Saturday, November 04, 2006

xchagalx

Britons wary of Bush more than Kim Jong-il: poll
Fri Nov 3, 12:44 AM ET

No need to be surprised by this headline .. or the article which follows. When our own media excoriate our President day after day as they have since the day he assumed the Presidency, it's a ripe invitation to pick up the banner and stick it to Uncle Sam.

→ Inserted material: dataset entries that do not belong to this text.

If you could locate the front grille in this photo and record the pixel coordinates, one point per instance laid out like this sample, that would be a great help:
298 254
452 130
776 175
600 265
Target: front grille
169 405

Who could be more jealous of this country than our two immediate neighbors? And I have about as much faith in foreign polls as I do in those of the Washington Post, New York Times, et al. They get the responses their questions elicit in the specially selected polling areas they can depend upon. If our government leaked it was 'thinking the unthinkable', it might well serve to put deterrent value back into our nuclear advantage. Mega billions of our taxpayers' treasure has bought us nothing but jealousy, hatred, rejection and diminishment among our enemies and would be allies. My motto for the immediate future ... 'not a single American combat boot on foreign soil' and put that together with 'don't tread on me or mine .. your survival may depend upon it'.

Back to the Article

Britons wary of Bush more than Kim Jong-il: poll
Fri Nov 3, 12:44 AM ET
The United States is seen as a threat to world peace by its closest neighbors and allies, with Britons saying President George W. Bush poses a greater danger than North Korea's Kim Jong-il, a survey found on Friday.
A majority of people quizzed in three out of four countries polled also rejected the March 2003 U.S.-led invasion of Iraq.
The findings came just days before the U.S. mid-term congressional elections, with a growing number of U.S. voters wanting their troops in Iraq to be brought home.
Britain's Guardian newspaper said it carried out the survey along with Israel's Haaretz, La Presse and Toronto Star in Canada and Mexico's Reforma.
In Britain, which alongside Israel is traditionally a close Washington ally, 69 percent of those questioned said they felt U.S. policy had made the world less safe since 2001.
A majority of Canadians and Mexicans agreed, with 62 percent of those polled in Canada and 57 percent in Mexico saying their neighbor's policy had made the world more dangerous.
As for Israel, just 25 percent of people asked said Bush had made the world safer, while 36 percent felt he had upped the risk of conflict and a further 30 percent said at best he had made no difference.
Israelis alone were in favor of Bush's decision to invade Iraq, with 59 percent for the war and 34 percent against.
The ratio was starkly different in the three other nations.
Some 89 percent of Mexicans felt the invasion to topple Saddam Hussein was unjustified, as did 73 percent of Canadians and 71 percent of Britons, the survey said.
The perceived failings of U.S. foreign policy placed Bush alongside al Qaeda leader Osama bin Laden, North Korean leader Kim Jong-il and Iran's President Mahmoud Ahmadinejad as a cause of global anxiety, it said.
North Korea's nuclear test last month drew worldwide condemnation, while Western powers are trying to force Iran to scale back atomic work they fear may be used to make bombs. Iran says its aims are purely peaceful.
Asked whether they thought the U.S. leader was a great or moderate danger to peace, 75 percent of British people said yes. Some 87 percent felt the same about bin Laden, while Kim scored 69 percent and Ahmadinejad clocked 62 percent.
Just 23 percent of Israelis said Bush he represented a serious danger, with 61 percent disagreeing.
ICM interviewed 1,010 adults from October 27-30 in Britain. Professional local opinion polling was used in the other three countries, the Guardian said. In Israel, 1,078 people were asked, 1,007 were quizzed in Canada and 1,010 in Mexico.